Saturday, July 29, 2017

Mongolia 2017 - Day 6. Tsetserleg to Tosontsengel

We started the day with a brisk walk up one of the canyons to the north of the town, to enjoy the feeling of being surrounded by trees and admiring the steep granite cliffs around us. On the way we also saw a spring, where some of the locals had come to fill up their jugs of water, and a herd of yaks! I thought yaks were confined to Tibet, but have now learned that they are ubiquitous in Central Asia. They are a square looking animal, with a very angular rump, a straight back, and an even curtain of hair. One in every herd seems to be white (just like the famous black sheep among lambs), and the males sport viciously sharp horns (fortunately they also seem to be a peaceful animal that doesn’t mind people).

After our lovely walk we visited the provincial museum, which has a very fine collection of musical instruments and children games. Among the latter is the ancient game of knuckle bones. As the name implies, it is played with the knuckle bones of goats, dyed green and red. You take four bones and roll them on the table; depending on the way each bone lands you have either a horse, a camel, a sheep, or a goat. From there on it is a lot of poker, where the intent is to make pairs, threes, or fours. Each of the animals has a different value, with horse being the highest.

We are beginning to feel a craving for fresh vegetables, so we spent quite a bit of time looking for a vegetables store that Zoe remembered seeing the day before. No success. Instead she bought a bag of dry milk curds that are a very popular snack in Mongolia. They are very good, with a slight fermented taste.

Today promised to be a hard driving day. According to our maps only half of the way was paved, and we were going over a major mountain pass, so we were braced to slow progress and bad trails. It proved to be nothing of the above. At least 80% of the way was recently paved, and the rest was newly graded decomposed granite that was as close to pavement as we could have wished for.

The landscape is monumental and beautiful. We have left below us the endless, barren steppe, and are now weaving our way to canyons where some sort of pine trees drape the slopes with bold strokes of evergreen. There is also lots of running water tumbling down the valley floors. And there are flowers. Endless expanses of deep gold flowers, which on closer inspection have a gossamer of pistils surrounded by a crown of delicate petals.

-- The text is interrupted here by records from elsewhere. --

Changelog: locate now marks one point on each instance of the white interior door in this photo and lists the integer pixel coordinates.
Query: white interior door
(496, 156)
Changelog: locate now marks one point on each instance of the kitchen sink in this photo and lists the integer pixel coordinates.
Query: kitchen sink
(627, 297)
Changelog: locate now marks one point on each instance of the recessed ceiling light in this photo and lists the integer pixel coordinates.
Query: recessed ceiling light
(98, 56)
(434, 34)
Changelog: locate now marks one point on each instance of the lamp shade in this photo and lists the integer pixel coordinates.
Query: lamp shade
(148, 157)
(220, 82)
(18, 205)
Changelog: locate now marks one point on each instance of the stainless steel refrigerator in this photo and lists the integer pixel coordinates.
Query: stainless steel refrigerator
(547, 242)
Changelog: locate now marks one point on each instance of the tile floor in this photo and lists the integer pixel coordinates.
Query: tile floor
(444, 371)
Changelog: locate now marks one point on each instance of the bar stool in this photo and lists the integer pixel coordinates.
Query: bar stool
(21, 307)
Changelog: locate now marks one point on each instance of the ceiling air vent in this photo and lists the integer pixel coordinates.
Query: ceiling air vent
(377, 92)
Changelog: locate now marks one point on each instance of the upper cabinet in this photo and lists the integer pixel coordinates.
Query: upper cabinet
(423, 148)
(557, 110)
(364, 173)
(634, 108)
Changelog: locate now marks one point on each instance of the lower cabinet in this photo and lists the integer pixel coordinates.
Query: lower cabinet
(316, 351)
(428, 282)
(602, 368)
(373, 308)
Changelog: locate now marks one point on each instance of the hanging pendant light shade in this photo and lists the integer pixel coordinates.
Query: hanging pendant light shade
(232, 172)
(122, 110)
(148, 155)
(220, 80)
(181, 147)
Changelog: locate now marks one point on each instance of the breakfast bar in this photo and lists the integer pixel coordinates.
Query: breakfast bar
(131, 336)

The trip is now taking shape. Our initial idea was to take the northern route across the mountains, where we figured there was enough to entertain ourselves even if we didn’t make it very far. Now it looks like following the 48º N parallel we might be able to make the Altai Mountains in a couple of days, which will give us two days of hiking in this famed mountain region (and three days of hard driving along what is reportedly a boring but reasonable route through Hovd, Altai, and Bayankhongor).

There also seems to be definite pattern to the geology of the countryside. We are seeing a lot of granite, with now and then a screen of high grade metamorphic rocks. Also, about 100 km from Tsesterleg we came across the gorge of the Chuluut river, which has been formed by the river as it cuts down through a thick sequence of basalt flows. Basalts? Really? As far as all three of us can remember we are nowhere near a convergent margin, so they must be related to a spot of intraplate volcanism. Or are we close to the suture between the Asian plate and the China subplate?

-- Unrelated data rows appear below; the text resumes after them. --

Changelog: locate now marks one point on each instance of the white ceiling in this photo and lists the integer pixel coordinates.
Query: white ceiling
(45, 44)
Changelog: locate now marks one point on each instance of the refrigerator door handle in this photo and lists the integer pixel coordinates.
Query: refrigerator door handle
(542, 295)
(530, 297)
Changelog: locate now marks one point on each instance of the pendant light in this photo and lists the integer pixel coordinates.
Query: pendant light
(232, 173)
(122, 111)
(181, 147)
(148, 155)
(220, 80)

We followed the lava flows for about 30 km to a small cinder cone located along the north shore of the Great White Lake. It looks pretty recent!

So the route we followed was from Tsetserleg to Tariat, Ikh-Uul, and arrived in Tosontsengel by 5 pm. It is a handsome town (all Mongolian towns have the distinction of having very colorful roofs) even though a bit dusty, but it is clearly off the beaten path, and the accommodations at the Skyline Hotel are rather spartan and run down. Right by the hotel, in the rather dusty central park, several men were having archery practice in preparation for the Naran Festival in mid July (which all across Mongolia includes horse races, archery, and wrestling matches). Our presence was immediately noticed, and welcomed, and everyone laughed when we joined in the traditional form of admiration for a good shot (a raising and dropping of the arms in exultation). The only thing that was a little unnerving, is that there was a cluster of men and children right around the target, to judge the quality of the attempt, and to retrieve the arrows. The arrows have blunt points, but I could just see one of the kids getting hit by a stray arrow (I can imagine the horror of an American mother witnessing such an event!)


We finished the day with a hike to one of the local hills, which overlooks the town and the beautiful meandering Ider river (actually the confluence of three major rivers).